Le 14 mai 2025, l’Assemblée nationale a adopté une proposition de loi visant à interdire le démarchage téléphonique sans consentement préalable. Si le Sénat confirme le texte – ce qui est quasi certain –, la nouvelle réglementation entrera en vigueur le 11 août 2026. Loin d’être un simple ajustement, il s’agit d’un renversement total du paradigme légal : désormais, seuls les appels explicitement autorisés par les consommateurs seront autorisés.
Démarchage téléphonique : l’interdiction de principe votée par l’Assemblée nationale

Première victoire contre le démarchage téléphonique : un long combat législatif
Le démarchage téléphonique, cette pratique commerciale invasive, a longtemps bénéficié d’un flou juridique savamment entretenu. Les dispositifs comme Bloctel, censés protéger les abonnés, n’ont guère fait illusion. Malgré l’inscription sur cette liste censée interdire les appels commerciaux, des millions de Français continuaient à recevoir plusieurs appels indésirables par jour. « Nos concitoyennes et concitoyens n’en peuvent plus de ce harcèlement », s’est d'ailleurs insurgée Delphine Batho, députée écologiste des Deux-Sèvres, fer de lance de cette proposition de loi.
Cette proposition n’est pas née d’un caprice conjoncturel. Depuis plus d’un an, les auditions parlementaires se succédaient. Le Sénat avait déjà validé le texte lors d’un vote en avril 2025. L’Assemblée vient de lui donner le feu vert. Le dernier obstacle reste le vote de confirmation du 21 mai 2025, mais tout indique que ce sera une formalité.
Démarchage téléphonique : une interdiction encadrée mais différée
Le cœur du texte repose sur un principe simple : plus aucun démarchage téléphonique ne sera légal sans un consentement explicite préalable. En clair, pour qu’une entreprise puisse vous appeler à des fins commerciales, il faudra :
- soit que vous ayez donné un accord formel, clair et éclairé, dans un cadre précis ;
- soit que vous soyez déjà client de cette entreprise, et que l’appel concerne un produit ou service en lien direct avec un contrat en cours.
Finis les numéros masqués et les appels à 19h42 pour une pompe à chaleur ou une complémentaire santé. L’objectif est clair : inverser la charge de la preuve et interdire les sollicitations sauvages, qui prolifèrent notamment dans les secteurs de la rénovation énergétique, des assurances ou de la téléphonie.
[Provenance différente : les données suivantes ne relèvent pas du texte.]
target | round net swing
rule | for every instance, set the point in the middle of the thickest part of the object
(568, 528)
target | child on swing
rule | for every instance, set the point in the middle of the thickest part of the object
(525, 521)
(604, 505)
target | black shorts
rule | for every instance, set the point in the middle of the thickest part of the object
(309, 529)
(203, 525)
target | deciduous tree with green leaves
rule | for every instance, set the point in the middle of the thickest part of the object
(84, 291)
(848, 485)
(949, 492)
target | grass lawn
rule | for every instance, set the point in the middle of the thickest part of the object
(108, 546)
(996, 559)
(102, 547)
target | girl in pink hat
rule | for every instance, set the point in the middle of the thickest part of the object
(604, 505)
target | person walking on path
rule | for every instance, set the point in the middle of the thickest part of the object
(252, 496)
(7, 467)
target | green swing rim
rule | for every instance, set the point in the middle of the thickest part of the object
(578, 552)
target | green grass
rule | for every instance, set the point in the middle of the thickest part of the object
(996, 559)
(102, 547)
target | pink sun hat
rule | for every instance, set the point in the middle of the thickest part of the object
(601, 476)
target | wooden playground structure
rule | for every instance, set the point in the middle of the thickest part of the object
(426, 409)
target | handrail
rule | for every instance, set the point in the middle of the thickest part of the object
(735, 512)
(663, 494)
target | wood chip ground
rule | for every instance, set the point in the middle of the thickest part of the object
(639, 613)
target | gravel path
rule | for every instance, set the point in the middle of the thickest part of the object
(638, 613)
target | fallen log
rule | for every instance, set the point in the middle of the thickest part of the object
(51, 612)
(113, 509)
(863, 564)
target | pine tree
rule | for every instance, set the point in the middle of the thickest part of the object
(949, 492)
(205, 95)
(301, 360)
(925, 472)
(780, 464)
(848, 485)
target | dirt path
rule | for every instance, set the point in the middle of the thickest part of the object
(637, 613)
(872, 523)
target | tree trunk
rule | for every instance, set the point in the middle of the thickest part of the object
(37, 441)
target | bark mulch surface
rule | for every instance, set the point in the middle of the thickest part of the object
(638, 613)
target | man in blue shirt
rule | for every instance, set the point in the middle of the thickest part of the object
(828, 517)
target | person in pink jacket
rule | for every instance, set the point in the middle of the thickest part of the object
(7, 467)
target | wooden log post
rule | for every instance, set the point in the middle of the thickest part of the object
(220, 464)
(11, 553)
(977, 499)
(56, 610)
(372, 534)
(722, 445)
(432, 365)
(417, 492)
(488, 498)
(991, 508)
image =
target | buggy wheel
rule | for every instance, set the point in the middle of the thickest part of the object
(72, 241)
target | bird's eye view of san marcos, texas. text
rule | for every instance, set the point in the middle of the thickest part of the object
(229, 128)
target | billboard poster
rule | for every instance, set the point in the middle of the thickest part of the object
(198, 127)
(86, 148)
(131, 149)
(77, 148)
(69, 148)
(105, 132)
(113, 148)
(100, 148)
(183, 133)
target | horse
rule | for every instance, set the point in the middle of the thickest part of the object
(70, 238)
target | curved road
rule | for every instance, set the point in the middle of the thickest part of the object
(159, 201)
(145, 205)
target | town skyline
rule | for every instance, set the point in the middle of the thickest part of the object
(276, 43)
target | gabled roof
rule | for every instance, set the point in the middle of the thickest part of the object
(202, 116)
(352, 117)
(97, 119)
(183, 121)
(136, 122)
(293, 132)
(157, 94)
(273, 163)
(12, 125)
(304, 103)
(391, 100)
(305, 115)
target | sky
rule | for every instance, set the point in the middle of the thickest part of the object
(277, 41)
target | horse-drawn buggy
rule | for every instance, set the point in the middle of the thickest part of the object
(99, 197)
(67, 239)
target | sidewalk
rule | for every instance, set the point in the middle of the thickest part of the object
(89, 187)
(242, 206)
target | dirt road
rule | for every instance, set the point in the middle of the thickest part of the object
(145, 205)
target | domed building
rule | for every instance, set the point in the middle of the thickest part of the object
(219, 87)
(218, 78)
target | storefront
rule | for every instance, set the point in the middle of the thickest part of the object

Mais la mise en œuvre tarde. La loi n’entrera en vigueur que le 11 août 2026, soit près de quinze mois après son adoption. Un délai que regrette Delphine Batho : « Je regrette le report de l’entrée en vigueur de l’interdiction. L’impatience est énorme, tant nos concitoyens n’en peuvent plus de ce harcèlement ».
L’ombre des dérogations plane néanmoins
Si le texte semble solide sur le papier, sa portée réelle dépendra de l’exécution. Deux brèches risquent de fragiliser la belle mécanique annoncée :
- L’exception contractuelle : une entreprise pourra toujours contacter un consommateur si un contrat les lie déjà. Cette faille pourrait être exploitée pour élargir artificiellement les prestations « liées ».
- Le consentement préalable : en théorie, il doit être « libre, spécifique, éclairé, univoque et révocable ». Mais dans la pratique, de nombreux sites et applications piègent encore l’internaute, dissimulant des cases pré-cochées ou des CGU floues.
Autant dire qu’il faudra une vigilance accrue de la Commission nationale de l'informatique et des libertés (Cnil) et des associations de défense des consommateurs pour empêcher un retour en douce du démarchage par des voies détournées.